Hartmann Thomas Thomas.Hartmann at digia.com
Mon Apr 28 12:39:54 CEST 2014


Hi,

gluing together C++ and Java Script is currently not always that easy.
The solution I propose is the option to write C++ code in the exact same way you currently write Java Script code.
This means every QML context/component can have a C++ object attached to it that implements a set of methods
that are exposed to QML. The important part would be that C++ would have access to the QML context (e.g. context.get("someID.x"). 

All of this is already possible, if we assume that we handle the context via QVariant function arguments and resolve it on the JS side (someObjectInTheContext.mouseAreaClicked(mouse.x)), but it requires quite a lot of boiler plate code and there is no canonical well documented way how to exactly do this. 
Also the setting of context objects is string based and quite hard to track for the code model (especially if there is more then one engine in the project) for auto completion and code navigation.
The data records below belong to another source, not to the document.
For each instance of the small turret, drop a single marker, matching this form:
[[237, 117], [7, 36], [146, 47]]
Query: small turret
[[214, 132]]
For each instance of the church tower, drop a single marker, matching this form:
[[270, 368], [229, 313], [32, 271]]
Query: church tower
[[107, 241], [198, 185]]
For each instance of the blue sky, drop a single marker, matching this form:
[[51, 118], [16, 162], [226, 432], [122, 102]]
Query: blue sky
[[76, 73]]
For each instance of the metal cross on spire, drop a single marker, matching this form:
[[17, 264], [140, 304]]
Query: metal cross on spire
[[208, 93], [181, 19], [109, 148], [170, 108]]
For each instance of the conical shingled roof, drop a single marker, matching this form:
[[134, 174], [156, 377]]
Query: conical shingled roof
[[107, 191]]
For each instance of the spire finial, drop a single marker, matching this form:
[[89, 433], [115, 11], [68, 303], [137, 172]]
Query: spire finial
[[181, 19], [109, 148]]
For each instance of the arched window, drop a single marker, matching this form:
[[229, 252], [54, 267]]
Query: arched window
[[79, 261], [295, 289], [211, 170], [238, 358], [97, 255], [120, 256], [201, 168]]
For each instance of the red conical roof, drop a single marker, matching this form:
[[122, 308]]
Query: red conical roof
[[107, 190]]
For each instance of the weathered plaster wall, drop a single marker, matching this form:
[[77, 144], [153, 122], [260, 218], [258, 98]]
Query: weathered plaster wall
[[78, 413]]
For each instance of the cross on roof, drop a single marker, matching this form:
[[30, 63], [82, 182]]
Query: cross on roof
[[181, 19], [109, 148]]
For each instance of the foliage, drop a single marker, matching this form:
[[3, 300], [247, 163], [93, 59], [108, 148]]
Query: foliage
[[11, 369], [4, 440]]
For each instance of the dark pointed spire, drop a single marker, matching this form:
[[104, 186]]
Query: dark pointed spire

What problem does this sovle?

If there is a complex C++ backend there is no glue code needed anymore. There would be no need to expose types from C++ to QML anymore, since it would work the other way around. QML would expose its context to C++.
People could work in nearly the same way as they work with .ui files.  Typically the QML context is not very complex and only consists of a couple of objects, signals and state variables (e.g. currentIndex of a ComboBox). 

Kind Regards,
Thomas Hartmann
________________________________________
From: development-bounces+thomas.hartmann=digia.com at qt-project.org [development-bounces+thomas.hartmann=digia.com at qt-project.org] on behalf of André Somers [andre at familiesomers.nl]
Sent: 28 April 2014 11:57
To: development at qt-project.org
Subject: Re: [Development] Question about Qt's future

Hartmann Thomas schreef op 28-4-2014 11:32:
> Hi,
>
> yes, writting C++ inline in QML would be another "tooling nightmare". Also what is the problem with:
>
> MouseArea {
>      onClicked: companion.mouseAreaClicked();
> }
>
> If tooling creates the companion object for you (In a wizard) and code completion and code naviagtion (F2) works as expected?
>

I'm not sure if I understand what you mean by a "companion" object. Why
exactly do we need another object in the mix? Where does it come from?
Where is exposed to the C++ side of things? What problem is it supposed
to solve exactly?

QML already allows you to specify signals. Would exposing these signals
on the C++ side through the object created by QQmlComponent::create not
be enough? You could then on the QML side bind the handler to signal on
the root object (directly or indirectly), and handle the signal on the
C++ side. Tooling-wise, I _guess_ these signals could be exposed for
code completion and the likes.

But... you can already do something like that. You can already expose a
custom QObject with slots to QML that you can use to bind your handlers
to. Sort of like a UI controller object.